Patients with COPD can benefit from ICS use

Patients with chronic obstructive pulmonary disease (COPD) who are hospitalized for pneumonia and treated with inhaled corticosteroids (ICS) have decreased mortality when compared to those who are not treated with ICS, according to a retrospective analysis of almost 16,000 COPD patients admitted to VA hospitals.

The results were published online ahead of the print edition of the American Thoracic Society's American Journal of Respiratory and Critical Care Medicine.

Read the original study here.

The use of ICS in COPD patients reduces exacerbations, but increases the rate pneumonia. "It was therefore believed that it also increased mortality," said Eric Mortensen, MD, investigator at VERDICT (Veterans Evidence-based Research, Dissemination, and Implementation Center, a VA Health Services Research and Development program) and principal investigator on the study. "This was the first large rigorous study to examine whether this was in fact the case."
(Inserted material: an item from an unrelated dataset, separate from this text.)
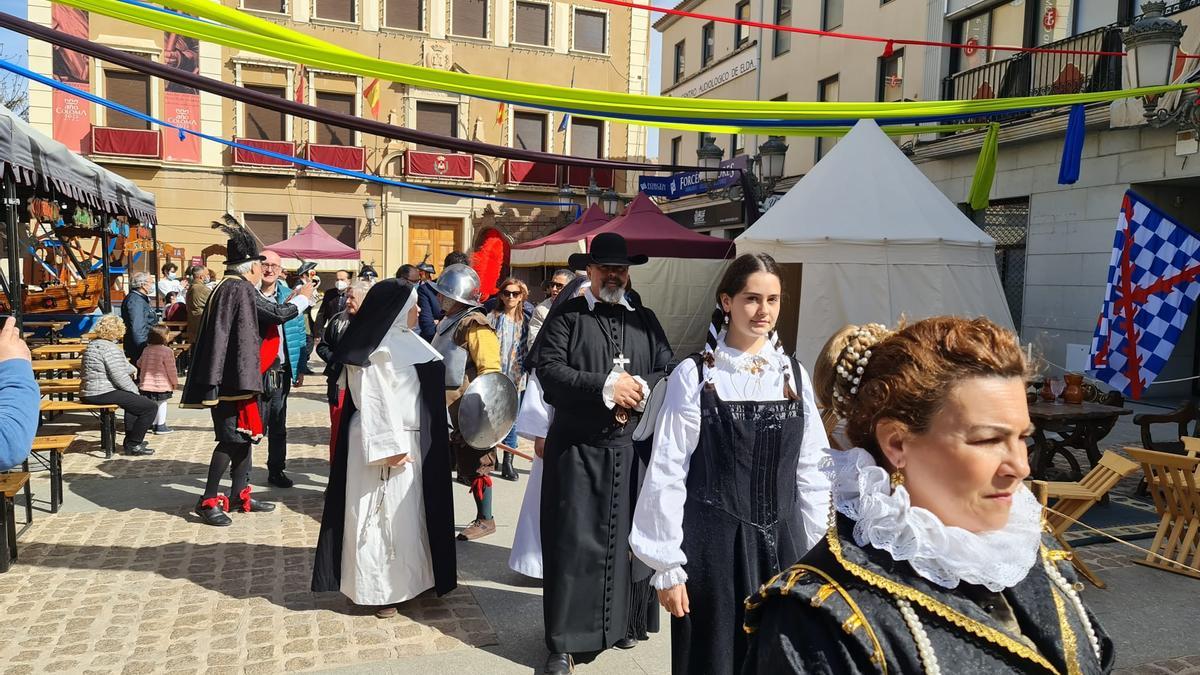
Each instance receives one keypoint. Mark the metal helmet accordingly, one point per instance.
(460, 284)
(487, 410)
"This result is the opposite of what many experts have believed," said Dr. Mortensen. "We do, however, believe that this represents the reality because ours is one the largest studies, and employed a rigorous definition of pneumonia that previous studies did not."
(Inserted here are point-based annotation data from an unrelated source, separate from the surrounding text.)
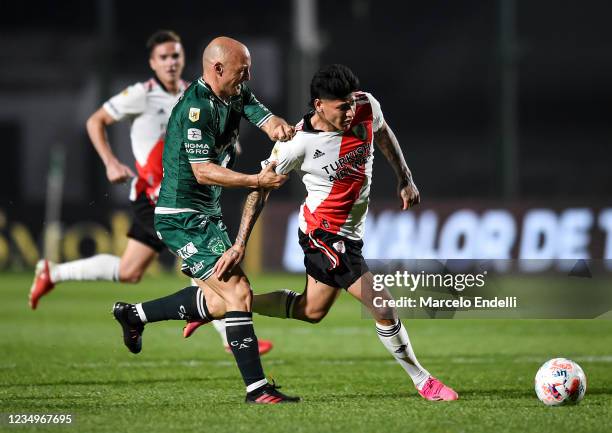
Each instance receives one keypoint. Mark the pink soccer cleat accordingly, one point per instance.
(42, 283)
(434, 390)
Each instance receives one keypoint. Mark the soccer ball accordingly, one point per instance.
(560, 381)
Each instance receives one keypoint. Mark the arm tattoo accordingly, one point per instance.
(388, 144)
(253, 206)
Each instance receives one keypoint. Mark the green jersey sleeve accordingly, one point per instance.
(198, 133)
(253, 110)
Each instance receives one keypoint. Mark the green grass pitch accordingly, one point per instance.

Dr. Mortensen and colleagues examined the medical records of 15,768 COPD patients over the age of 65 who had been admitted to the VA hospitals for pneumonia between 2002 and 2007. About half of those patients had been treated with ICS (52.5 percent) and half were not (47.5 percent).
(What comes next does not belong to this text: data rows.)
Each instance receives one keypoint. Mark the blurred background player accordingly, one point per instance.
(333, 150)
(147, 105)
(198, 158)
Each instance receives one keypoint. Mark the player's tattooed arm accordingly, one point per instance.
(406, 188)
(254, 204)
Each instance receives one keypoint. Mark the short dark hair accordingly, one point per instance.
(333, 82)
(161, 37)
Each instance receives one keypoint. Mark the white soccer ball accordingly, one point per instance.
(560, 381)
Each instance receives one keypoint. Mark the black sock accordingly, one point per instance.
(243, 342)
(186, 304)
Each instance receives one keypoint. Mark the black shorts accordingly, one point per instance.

When they analyzed all-cause mortality of the two groups for both 30- and 90-day intervals, there were significant differences between the groups: for 30-day mortality, 10.2 percent of ICS users died, compared to 13.6 percent of those who were not treated with ICS. For 90-day mortality, the difference was even more striking: 17.3 percent among the ICS users died, and 22.8 percent of those who didn't receive ICS.

Overall, those who were not treated with ICS had about a 25 percent greater mortality risk than those who were treated with ICS.

"These results have clear implications for current clinical practice, which has been informed in the past by a series of studies that found an increased risk of pneumonia with ICS use," said Dr. Mortensen. "In contrast, our study would suggest that ICS use may confer a survival benefit to these patients and may be employed when there are not contraindications. These results should reassure clinicians that they can give their COPD patients ICS without fearing that the increased risk of pneumonia will translate into higher risk of mortality."

The next "really big question," according to Dr. Mortensen is whether ICS might be useful to initiate in certain sub-populations hospitalized with pneumonia. "There is currently a large randomized, controlled trial getting started that is looking at using oral versus intravenous steroids for all pneumonia patients," Dr. Mortensen explained. "The potential question is if this is successful would it be as useful to start these patients on inhaled (rather than oral or intravenous) steroids."